De futurs médicaments sont-ils cachés dans les vins rouges?
Les vins rouges ont des réelles vertus. Ils peuvent aussi être dangereux comme le sont, potentiellement, toutes les boissons alcooliques. Voilà bien l’un des paradoxes sanitaires parmi les plus délicats à manier. Peut-on évoquer leurs bienfaits sans être aussitôt accusé de faire le lit de l’alcoolisme, fléau dont il n’est nullement nécessaire de rappeler ici l’ampleur et les ravages? Et pourquoi faudrait-il taire les enseignements fournis par la recherche dans ce domaine? Ces enseignements sont tout aussi nécessaires et indispensables que de parler régulièrement de la réalité de l’addiction à l’alcool et de la recherche en alcoologie.
Deux toutes récentes publications, recensées par le site sante log, aident à faire un peu plus la lumière sur les vertus potentiellement préventives de certains vins. Elles soulèvent aussi une question essentielle : les effets bénéfiques des vins rouges pourraient-ils être obtenus sans consommer ces derniers ? Une question qui passionne le monde de l’industrie pharmaceutique toujours soucieux d’innovations et de rentabilité.
Le resvératrol, est un un polyphénol présent notamment dans les vins rouges ; plus précisément dans la peau des raisins qui servent à élaborer ces vins. Il a déjà apporté la démonstration de ses capacités préventives contre le diabète, les maladies cardiovasculaires ainsi que certains cancers. C’est ainsi qu’il est d’ores et déjà largement consommé non pas en phase hydro-alcoolique mais comme supplément nutritionnel.

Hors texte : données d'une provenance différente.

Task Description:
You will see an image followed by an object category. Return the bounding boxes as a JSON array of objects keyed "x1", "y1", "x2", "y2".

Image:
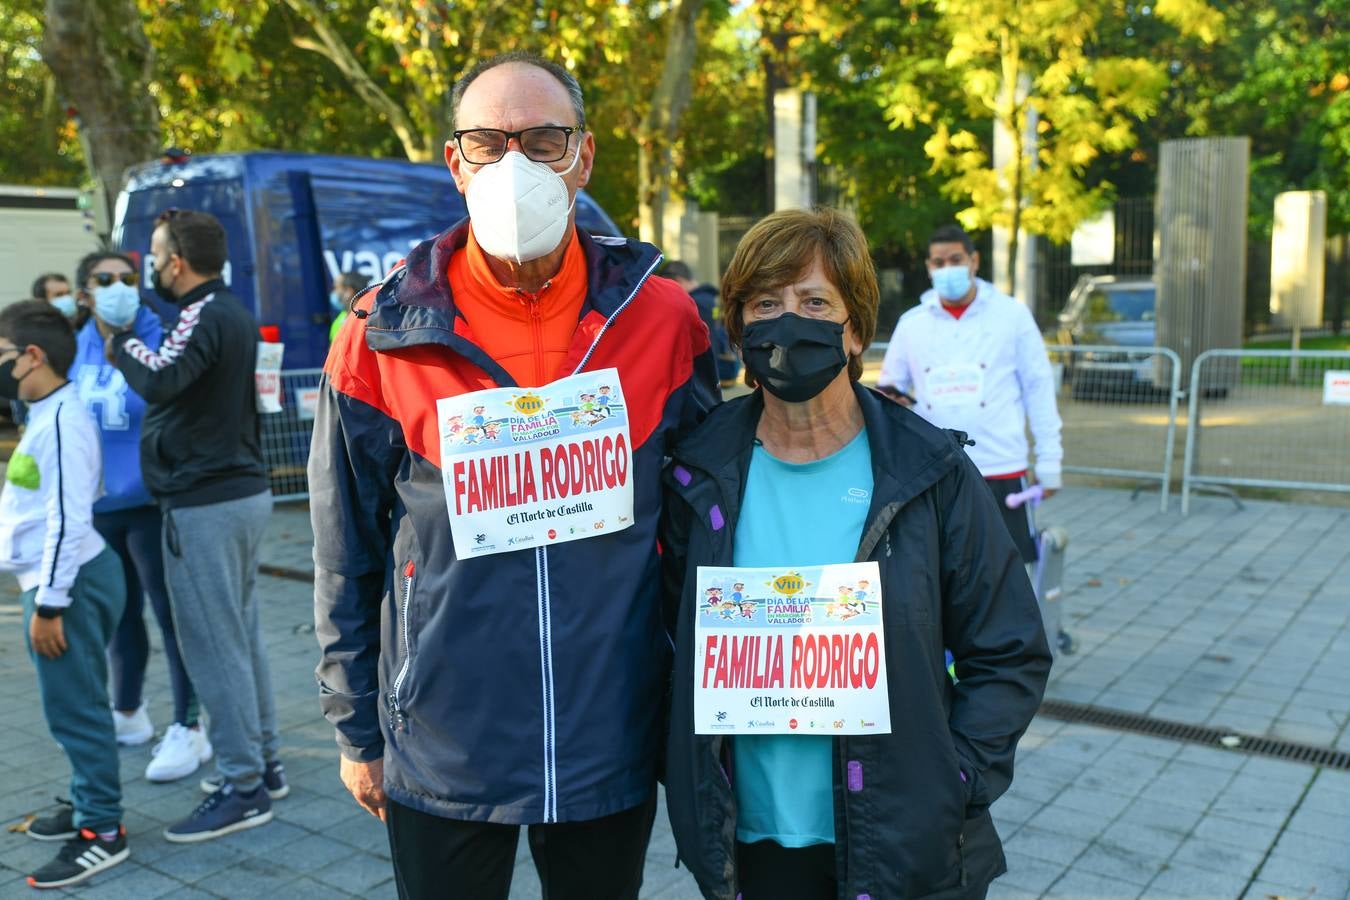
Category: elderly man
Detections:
[{"x1": 309, "y1": 51, "x2": 719, "y2": 899}]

Comment agit-il? La question reste posée. Une étude des National Institutes of Health (NIH) américains, publiée dans l’édition du 3 février de la revue Cell, contribue à éclairer la nature des mécanismes sous-jacents. D’autre part un article publié dans l’édition du 2 février de Nature commente les mécanismes physiologiques induits par la consommation du resvératrol.
L’étude des NIH a été menée sous la direction du Pr Jay H. Chung, chef du Laboratoire de recherche sur l'obésité et le vieillissement du National Heart, Lung, and Blood Institute. « Avant que les chercheurs puissent parvenir à transformer le resvératrol en un médicament sûr et efficace, ils doivent comprendre exactement ce qu'il vise dans les cellules » explique-t-il. Parmi les différentes hypothèses avancées plusieurs études ont jusqu’ici suggéré que le resvératrol agirait au niveau des sirtuines, classe d’enzymes parfois tenues pour être associées au vieillissement.
Le Pr. Chung et ses collègues (américains, chinois et hollandais) ont écarté cette hypothèse sur la base de différentes observations moléculaires. Après avoir retracé l'activité métabolique cellulaire du resvératrol ils ont identifié une nouvelle cible. Il s’agit des des protéines phosphodiestérases (PDE) qui, inhibées par le resvératrol, activent indirectement des sirtuines. Démonstration in vivo : des souris qui reçoivent un inhibiteur de PDE bénéficient des effets protecteurs du resvératrol, qu’il s’agisse de la prévention de l’obésité, de l'amélioration de la tolérance au glucose ou encore de l'augmentation de l'endurance aux efforts physiques.
Tout serait-il aussi simple? Peut-être pas car le resvératrol interagit également avec de nombreuses protéines. Il pourrait ainsi, du moins à forte doses et sur de longues périodes, avoir des effets toxiques encore inconnus. Or ce composé chimique intéresse au plus haut point certains laboratoires pharmaceutiques qui se tournent tout naturellement vers les inhibiteurs de PDE qui, pensent-ils, pourraient présenter les mêmes avantages que le resvératrol, sans ses toxicités possibles. En toute hypothèse des études contrôlées sont nécessaires pour éclairer sur la manière dont des produits naturels peuvent agir dans l’organisme humain.
Ceci n’empêche pas certains de brûler les étapes. «Quelques-uns des chercheurs qui ont travaillé sur les effets bénéfiques du resvératrol a fondé la société de biotechnologies Sirtris avec l'objectif de combattre les maladies liées à l'âge comme le diabète, écrit Ewen Callaway dans Nature. En 2008 la maison mère GlaxoSmithKline a financé Sirtris à hauteur de 720 millions de dollars. Le nom de cette société est issu de celui des sirtuines et les fondateurs Sirtris postulent que l’action du resvératrol tient pour l’essentiel à l'activation de la Sirt1.»
L’article de Nature montre que les travaux qui viennent d’être publiés dans Cell commencent déjà à alimenter de nouvelles et vives controverses outre-Atlantique. Des controverses vis-à-vis desquelles les producteurs de vins rouges du Vieux Continent sont totalement imperméables.